- Not postponed: The transparency obligations (Article 50) apply from 2 August 2026 — chatbot disclosure, labelling of AI-generated content, deepfake labelling. Fine range: up to €15m or 3% of global turnover.
- Postponed (via the “Digital Omnibus”): The Annex III high-risk obligations to 2 December 2027, product-embedded high-risk AI (Annex I) to 2028.
- Long in force and overlooked: The AI literacy obligation (Article 4) has applied since February 2025, as have the prohibitions.
- Most mid-sized companies are deployers, not providers — their duty list is short. It just needs to be worked through before the supervisor asks.

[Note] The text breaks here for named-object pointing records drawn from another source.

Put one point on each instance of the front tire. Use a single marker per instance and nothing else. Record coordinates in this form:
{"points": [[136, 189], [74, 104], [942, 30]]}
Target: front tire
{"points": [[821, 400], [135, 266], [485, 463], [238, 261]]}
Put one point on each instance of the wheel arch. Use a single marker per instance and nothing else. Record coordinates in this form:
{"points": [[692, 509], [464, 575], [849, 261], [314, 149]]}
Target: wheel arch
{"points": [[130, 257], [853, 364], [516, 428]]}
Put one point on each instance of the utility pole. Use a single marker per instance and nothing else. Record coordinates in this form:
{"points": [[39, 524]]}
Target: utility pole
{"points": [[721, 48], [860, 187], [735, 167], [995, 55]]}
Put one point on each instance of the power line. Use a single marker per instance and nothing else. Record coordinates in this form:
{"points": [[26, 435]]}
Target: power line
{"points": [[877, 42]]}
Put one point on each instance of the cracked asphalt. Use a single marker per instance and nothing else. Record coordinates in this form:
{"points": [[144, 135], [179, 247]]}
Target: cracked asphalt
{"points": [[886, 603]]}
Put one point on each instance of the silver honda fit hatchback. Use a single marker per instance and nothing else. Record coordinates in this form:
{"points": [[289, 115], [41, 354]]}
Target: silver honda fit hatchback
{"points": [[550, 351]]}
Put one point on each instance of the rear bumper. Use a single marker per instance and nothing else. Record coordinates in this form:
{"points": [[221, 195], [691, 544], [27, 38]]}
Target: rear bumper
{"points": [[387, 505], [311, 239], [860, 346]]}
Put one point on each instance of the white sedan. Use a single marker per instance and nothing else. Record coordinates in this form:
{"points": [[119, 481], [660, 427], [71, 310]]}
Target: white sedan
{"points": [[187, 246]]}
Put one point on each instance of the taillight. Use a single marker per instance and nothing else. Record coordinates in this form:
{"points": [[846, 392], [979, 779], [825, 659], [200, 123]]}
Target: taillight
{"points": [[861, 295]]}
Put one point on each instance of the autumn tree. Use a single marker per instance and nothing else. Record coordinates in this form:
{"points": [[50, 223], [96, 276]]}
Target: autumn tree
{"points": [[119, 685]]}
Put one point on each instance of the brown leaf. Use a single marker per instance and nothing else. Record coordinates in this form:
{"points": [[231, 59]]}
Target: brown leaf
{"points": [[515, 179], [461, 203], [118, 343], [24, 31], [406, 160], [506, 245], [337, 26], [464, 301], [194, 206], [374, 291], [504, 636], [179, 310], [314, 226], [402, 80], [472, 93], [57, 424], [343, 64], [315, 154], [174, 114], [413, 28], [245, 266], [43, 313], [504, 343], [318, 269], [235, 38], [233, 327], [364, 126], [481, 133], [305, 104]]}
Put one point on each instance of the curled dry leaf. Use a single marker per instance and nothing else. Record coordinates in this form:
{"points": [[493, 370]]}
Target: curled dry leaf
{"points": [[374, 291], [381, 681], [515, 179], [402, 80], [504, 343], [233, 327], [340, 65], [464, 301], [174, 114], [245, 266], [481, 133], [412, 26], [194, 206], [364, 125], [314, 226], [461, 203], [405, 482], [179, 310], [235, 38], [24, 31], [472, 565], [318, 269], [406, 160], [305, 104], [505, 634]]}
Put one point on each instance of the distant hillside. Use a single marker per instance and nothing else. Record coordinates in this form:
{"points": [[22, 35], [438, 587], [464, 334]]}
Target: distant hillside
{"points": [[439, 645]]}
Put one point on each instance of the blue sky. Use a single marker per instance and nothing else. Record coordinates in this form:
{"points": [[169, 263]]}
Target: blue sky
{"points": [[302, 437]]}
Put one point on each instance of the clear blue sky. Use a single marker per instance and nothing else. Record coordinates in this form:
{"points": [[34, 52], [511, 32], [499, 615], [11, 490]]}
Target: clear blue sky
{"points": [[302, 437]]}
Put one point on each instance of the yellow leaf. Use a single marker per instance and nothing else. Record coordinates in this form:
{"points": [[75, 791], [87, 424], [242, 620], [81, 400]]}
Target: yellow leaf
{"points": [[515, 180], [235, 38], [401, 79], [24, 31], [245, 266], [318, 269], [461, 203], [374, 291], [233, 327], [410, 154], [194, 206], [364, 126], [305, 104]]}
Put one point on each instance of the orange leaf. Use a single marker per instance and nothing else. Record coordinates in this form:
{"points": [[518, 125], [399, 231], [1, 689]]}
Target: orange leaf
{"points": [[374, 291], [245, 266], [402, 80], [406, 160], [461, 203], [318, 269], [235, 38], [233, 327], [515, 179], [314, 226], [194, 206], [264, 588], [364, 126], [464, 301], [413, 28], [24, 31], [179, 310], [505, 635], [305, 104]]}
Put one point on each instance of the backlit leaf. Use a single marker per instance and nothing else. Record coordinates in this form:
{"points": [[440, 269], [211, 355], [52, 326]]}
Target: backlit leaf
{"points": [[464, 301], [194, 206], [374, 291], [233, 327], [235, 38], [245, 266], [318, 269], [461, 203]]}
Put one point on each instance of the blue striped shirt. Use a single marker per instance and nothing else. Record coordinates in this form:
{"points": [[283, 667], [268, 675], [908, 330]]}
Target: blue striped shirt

One thing up front: we are AI implementers, not lawyers — this piece is practical orientation, not legal advice. It is based on the regulation text, the official dates and the reporting on the Omnibus agreement, as of 4 July 2026. For a binding assessment of your case, bring a law firm to the table. What we can do here: translate the legal situation into operational language — so you know what to discuss with whom in the first place.
Why everyone is talking past each other right now
The AI Act has been in force since August 2024 and becomes applicable in stages. The original schedule: February 2025 the prohibitions and the AI literacy duty, August 2025 the obligations for providers of large AI models, August 2026 “the rest” — above all the extensive high-risk obligations and the transparency rules.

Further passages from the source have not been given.